Congress in December 1994 and went into effect in January 1, 1995.
This agreement also created the World Trade Organization (WTO) which came into being
on January 1, 1995. The WTO implements the agreement, provides a forum for negotiating
additional reductions of trade barriers and for settling policy disputes and enforces trade rules.
The WTO launched the ninth round of multilateral trade negotiations under the “Doha
Development Agenda” (DDA or Doha Round) in 2001. “Doha Development Agenda:
Negotiations, Implementations and Developments” provide information about the Doha Round.
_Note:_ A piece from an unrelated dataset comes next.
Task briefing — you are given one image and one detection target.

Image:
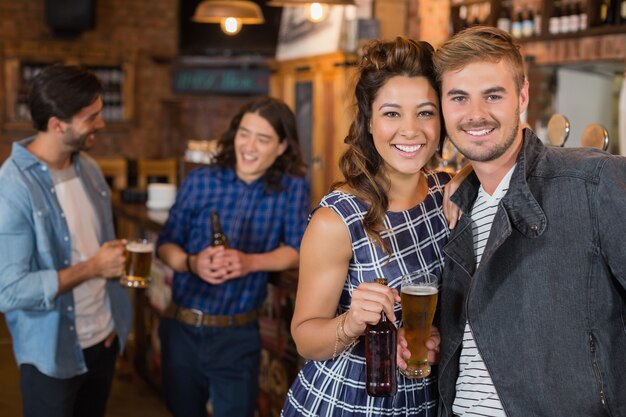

Philippine Government Regulations on Fertilizer and Pesticide Use


1. RA 10068 (Philippine Organic Agriculture Act)
An act which prohibits the use of synthetic fertilizers and pesticide use.
2. RA 2145 (Quarantine Law)
Prevention on the entry and spread out of pests and diseases.
3. PD 1144 (Act that creates the Fertilizer and Pesticide Authority)
The act which provides that NO pesticides and fertilizers should be exported, manufactured, or formulated,
stored, distributed, sold or offered for sale, transported or delivered or used unless it has been duly registered
with the FPA. All fertilizers and pesticides should be registered to the FPA.
Philippine Government Codes and Regulations on Environment Hazards

1. PD 1152 (Philippine Environment Code)


The Philippine Environmental Code is a body of laws setting forth management policies and prescribing
quality standards for the environment in its totality. It provides a comprehensive program of environmental
protection and management. The Code established specific environment management policies and
prescribes environmental quality standards. To achieve and maintain such levels of air quality as to protect
public health and to prevent to the greatest extent practicable, injury and/or damage to plant and animal
life and property, and promote the social and economic development of the country.
2. RA 8749 (Philippine Clean Air Act of 1999)
The Clean Air Act outlines the government’s measures to reduce air pollution and incorporate
environmental protection into its development plans. It relies heavily on the polluter pays principle and
other market-based instruments to promote self-regulation among the population. It sets emission
standards for all motor vehicles and issues registration only upon demonstration of compliance. It also
issues pollutant limitations for industry. It also establishes a R&D program for air pollution reduction
mechanisms and technologies. It bans incineration and smoking in public places. At the local and municipal
levels, governments are allowed to set emission quotas by pollution source, and the development of recycling
programs is encouraged.
3. RA 9003 (Philippine Ecological and Solid Waste Management Act of 2000)
The Act provides a systematic, comprehensive, and ecological solid waste management program in the
country.
4. RA 9275 (Clean Water Act of 2004)
The Philippine Clean Water Act of 2004 aims to protect the country’s water bodies from pollution from
land-based sources (industries and commercial establishments, agriculture and community/household
activities). It provides for a comprehensive and integrated strategy to prevent and minimize pollution
through a multi-sectoral and participatory approach involving all the stakeholders
5. RA 9729 (Climate Change Act of 2009)
Primarily conceived as the country’s response to the worldwide phenomenon on climate change. The Act
allowed mainstreaming of climate change into government formulation of programs and projects, plans
and strategies, and policies, creation of Climate Change Commission, and establishment of Framework
Strategy and Program for climate change. The law serves as an action plan that lays out the strategies,
initiatives, and activities to prepare the country to the inevitable effects of climate change. Both the
identified mitigation and adaptation strategies aimed to build a more climate-risk resilient Philippines. In
the end, achieving the goals of the plans as stipulated in R.A. 9729 is deemed attainable with the support
and assistance of all stakeholders to include among others the national and local government units, the
private sector, the NGOs, and the local communities.